By direct computation we can check that the above vanishing
conditions (24) hold with our $E_6$ potential eq.(14).
Eq.(23) gives the Gelfand-Dikii potentials of the $E_6$ theory.

 It is instructive to compare the $E_6$ superpotential 
with that of the $SU(12)$ 
theory. $E_6$ and $SU(12)$ have the same Coxeter number $12$ 
and hence their potentials have the same leading term $x^{12}$. 
Recall that the Landau-Ginzburg potential of $A_{N-1}$
theory is given by the determinant \cite{DVV}
\be
{1 \over N}{d W_{A_{N-1}} \over dx}(x,t_i')=\left |\begin{array}{cccccc}
x & -1 & 0& 0 & 0& 0 \\
t_{N-2}' & x & -1 & 0 & 0 &0 \\
t_{N-3}' & t_{N-2}' & x & -1 & 0 & 0 \\
.. & .. & .. & ..& ..& ..  \\
t_2' & .. & .. & ..& x& -1  \\
t_1' & t_2' & .. & t_{N-3}' & t_{N-2}'& x \end{array}  \right |.
\ee
By expanding the determinant and setting the parameters
$t_1',t_2',t_5',t_8',t_9'$ to zero one finds that $W_{A_{11}}$ reproduces 
the "positive" 
part of the $E_6$ potential,
\ba
&&W_{A_{11}}(x;t_0',t_3',t_4',t_6',t_7',t_{10}',t_1'=t_2'=t_5'=t_8'=t_9'=0) 
\no \\
&&=W_{E_6}(x;t_0,t_3,t_4,t_6,t_7,t_{10})|_+, \hskip2mm t_i=12t_i', \hskip1mm
i\in I_{E_6}
\ea
($|_+$ denotes the sum of terms with non-negative powers of 
$x$). 
It seems likely that one generates the $E_6$ potential by 
starting from 
that of $SU(12)$ and demanding the vanishing conditions (24) which would 
uniquely fix the negative part of $W_{E_6}$. 
We note that the positive parts of the primary fields of the $E_6$ theory 
$\phi_i|_+ \hskip1mm (i\in I_{E_6})$ coincide with the primary fields 
$\phi_i \hskip1mm (i\in I_{E_6}\subset I_{SU(12)})$ 
of $SU(12)$ theory since primary fields are 
defined by the derivatives of the potentials.

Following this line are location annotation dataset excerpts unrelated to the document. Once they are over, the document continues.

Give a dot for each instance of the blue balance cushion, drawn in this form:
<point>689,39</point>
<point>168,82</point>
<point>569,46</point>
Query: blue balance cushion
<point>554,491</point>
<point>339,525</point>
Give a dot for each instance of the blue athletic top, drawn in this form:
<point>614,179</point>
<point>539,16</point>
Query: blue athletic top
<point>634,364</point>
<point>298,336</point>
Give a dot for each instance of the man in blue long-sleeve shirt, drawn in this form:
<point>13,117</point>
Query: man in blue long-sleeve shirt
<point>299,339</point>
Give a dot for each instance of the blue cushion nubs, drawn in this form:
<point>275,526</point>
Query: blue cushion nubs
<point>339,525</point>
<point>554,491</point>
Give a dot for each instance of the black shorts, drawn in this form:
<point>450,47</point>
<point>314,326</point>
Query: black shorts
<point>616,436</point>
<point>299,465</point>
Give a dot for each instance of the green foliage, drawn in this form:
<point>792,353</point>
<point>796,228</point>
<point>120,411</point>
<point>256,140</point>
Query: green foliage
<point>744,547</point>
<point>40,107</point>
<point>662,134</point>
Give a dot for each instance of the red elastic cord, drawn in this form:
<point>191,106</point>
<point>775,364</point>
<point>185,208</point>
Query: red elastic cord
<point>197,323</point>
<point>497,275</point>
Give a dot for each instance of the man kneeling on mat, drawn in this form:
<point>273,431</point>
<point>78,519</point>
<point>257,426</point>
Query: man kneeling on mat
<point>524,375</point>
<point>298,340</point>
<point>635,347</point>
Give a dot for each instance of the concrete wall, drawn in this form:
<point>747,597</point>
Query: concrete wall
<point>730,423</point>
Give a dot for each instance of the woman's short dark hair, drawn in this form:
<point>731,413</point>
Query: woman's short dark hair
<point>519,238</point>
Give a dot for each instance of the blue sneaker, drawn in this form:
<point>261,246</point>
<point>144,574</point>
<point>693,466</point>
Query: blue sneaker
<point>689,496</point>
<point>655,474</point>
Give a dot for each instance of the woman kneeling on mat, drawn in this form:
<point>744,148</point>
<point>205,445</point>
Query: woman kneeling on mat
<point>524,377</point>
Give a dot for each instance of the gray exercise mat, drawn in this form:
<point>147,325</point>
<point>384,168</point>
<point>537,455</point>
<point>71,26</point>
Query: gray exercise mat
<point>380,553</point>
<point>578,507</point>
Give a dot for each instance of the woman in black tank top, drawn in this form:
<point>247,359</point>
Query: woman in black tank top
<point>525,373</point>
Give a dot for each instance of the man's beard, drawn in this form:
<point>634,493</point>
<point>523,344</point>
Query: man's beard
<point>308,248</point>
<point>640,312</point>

Let us next look at the closure of the operator product expansion (OPE)
in the $E_6$ theory.
In the case of the $A_{N-1}$ theory the closure of the operator
algebra is more or less obvious since the set of the exponents 
$I_{A_{N-1}}=0,1,2,\cdots,N-2$
does not have "missing" degrees except for $i=N-1$ which is
the degree of $dW/dx$ and interpreted as the BRS trivial operator.
On the other hand in the case of $E_6$ the exponents $I_{E_6}=0,3,4,6,7,10$
have several missing degrees and it is not obvious how the closure of
OPE can be achieved. 

Now we would like to show that OPE nevertheless
holds with the $E_6$ Landau-Ginzburg potential eq.(14) and leads 
to the structure 
constants (3-point functions) which agree completely with those 
of the standard $E_6$ theory of eq.(8).

We first recall the general structure of the operator product 
expansion in the Landau-Ginzburg theory,
\be
\phi_i(x)\phi_j(x)=Q_{ij}(x)W(x)'+
\sum_{\ell \in I}c_{ij}^{\hskip3mm\ell}\phi_{\ell}(x), \hskip5mm 
i,j \in I.
\ee
Here the functions $Q_{ij}$ (contact terms) are defined by
\be
{\partial \phi_i \over \partial t_j}={\partial Q_{ij} \over \partial x}.
\ee
In the case of the $A_{N-1}$ theory it is easy to show that
\be
Q_{ij}(x)=\phi_{i+j+1-N}(x)
\ee
and $Q_{ij}(x)$ vanishes when $i+j<N-1$. 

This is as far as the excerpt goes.